Kerry inquires about campaign-rejuvenating applications for stem cells at a Norak Biosciences laboratory.

Greenberg said stem-cell research could hold tremendous promise for other politicians, as well.

"Stem-cell research might unlock cures for many of the afflictions that face hundreds of Democratic political candidates, right down to the state level," Greenberg said. "That is, if they were lucky enough to find the right campaign ad."

Ravi Dubad, a professor of political science at Rutgers, said that, in spite of the "enormous potential" of stem-cell research, the media have yet to adequately explore it.

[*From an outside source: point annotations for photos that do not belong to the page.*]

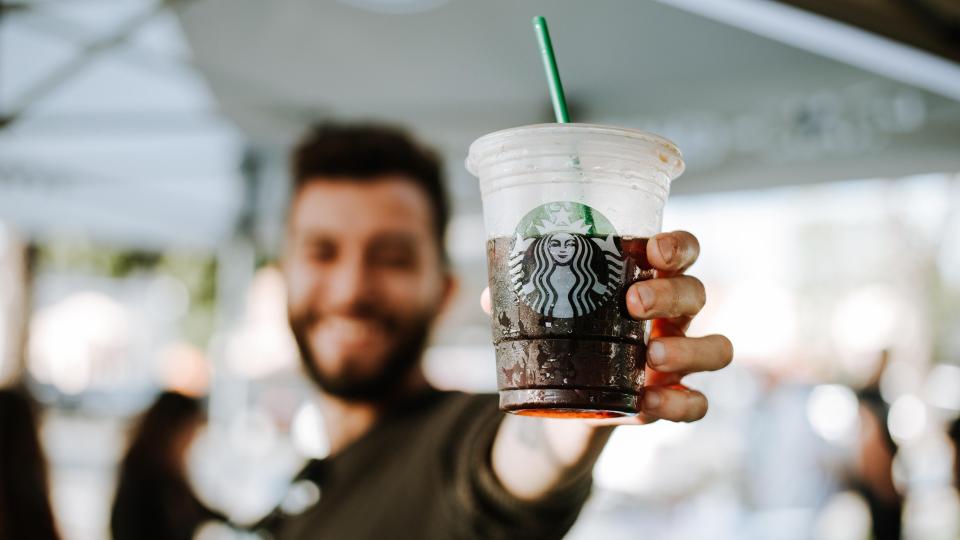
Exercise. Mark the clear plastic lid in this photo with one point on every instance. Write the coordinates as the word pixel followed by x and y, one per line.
pixel 622 174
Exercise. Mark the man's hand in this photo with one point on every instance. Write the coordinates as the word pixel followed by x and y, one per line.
pixel 532 457
pixel 669 301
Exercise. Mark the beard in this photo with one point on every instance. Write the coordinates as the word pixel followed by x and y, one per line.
pixel 409 337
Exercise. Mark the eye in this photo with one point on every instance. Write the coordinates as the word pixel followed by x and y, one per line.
pixel 393 255
pixel 321 251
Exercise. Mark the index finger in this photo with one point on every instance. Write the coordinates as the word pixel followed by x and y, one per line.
pixel 672 252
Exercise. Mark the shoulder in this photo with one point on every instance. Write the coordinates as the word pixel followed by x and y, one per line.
pixel 465 408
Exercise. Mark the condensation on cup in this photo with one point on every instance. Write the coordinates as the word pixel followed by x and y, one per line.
pixel 568 209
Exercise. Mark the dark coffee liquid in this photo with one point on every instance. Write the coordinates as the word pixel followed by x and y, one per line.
pixel 566 346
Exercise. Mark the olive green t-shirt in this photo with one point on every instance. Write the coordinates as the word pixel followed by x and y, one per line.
pixel 423 471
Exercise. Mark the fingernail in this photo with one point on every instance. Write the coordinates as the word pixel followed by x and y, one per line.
pixel 656 354
pixel 646 297
pixel 668 247
pixel 651 399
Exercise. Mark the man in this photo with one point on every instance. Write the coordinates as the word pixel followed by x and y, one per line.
pixel 367 276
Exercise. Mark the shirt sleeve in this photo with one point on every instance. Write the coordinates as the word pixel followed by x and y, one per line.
pixel 487 509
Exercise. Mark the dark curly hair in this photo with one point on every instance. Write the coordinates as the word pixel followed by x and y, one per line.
pixel 364 152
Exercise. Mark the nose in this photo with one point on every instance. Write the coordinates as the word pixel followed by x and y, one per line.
pixel 348 289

"The issue received only limited attention during the Democratic Convention in July—when Ronald Reagan Jr. spoke out in its favor—and again, with the recent death of Christopher Reeve," Dubad said. "But I believe the area of stem-cell research could provide thousands, if not millions, of sound bites. It's important for Kerry to raise these issues in debates and stump speeches. But, in order to really make a difference, people outside of the scientific and political communities must get involved, as well."

Democratic vice-presidential nominee John Edwards, however, said candidates should focus on those who are suffering most.

"Scientific exploration in this field holds immense promise for the millions of Americans who are afflicted with genetic diseases or are members of the Democratic party," Edwards said. "Stem-cell research may be the last, best hope for those suffering under diabetes, heart disease, cancer, and the Bush administration."

Continued Edwards: "Senator Kerry and I pledge to support stem-cell research as a part of our plan to put America on the path to scientific excellence. And, as a part of our plan to win this election, we will begin to talk more often, and more succinctly, about how we pledge to support stem-cell research."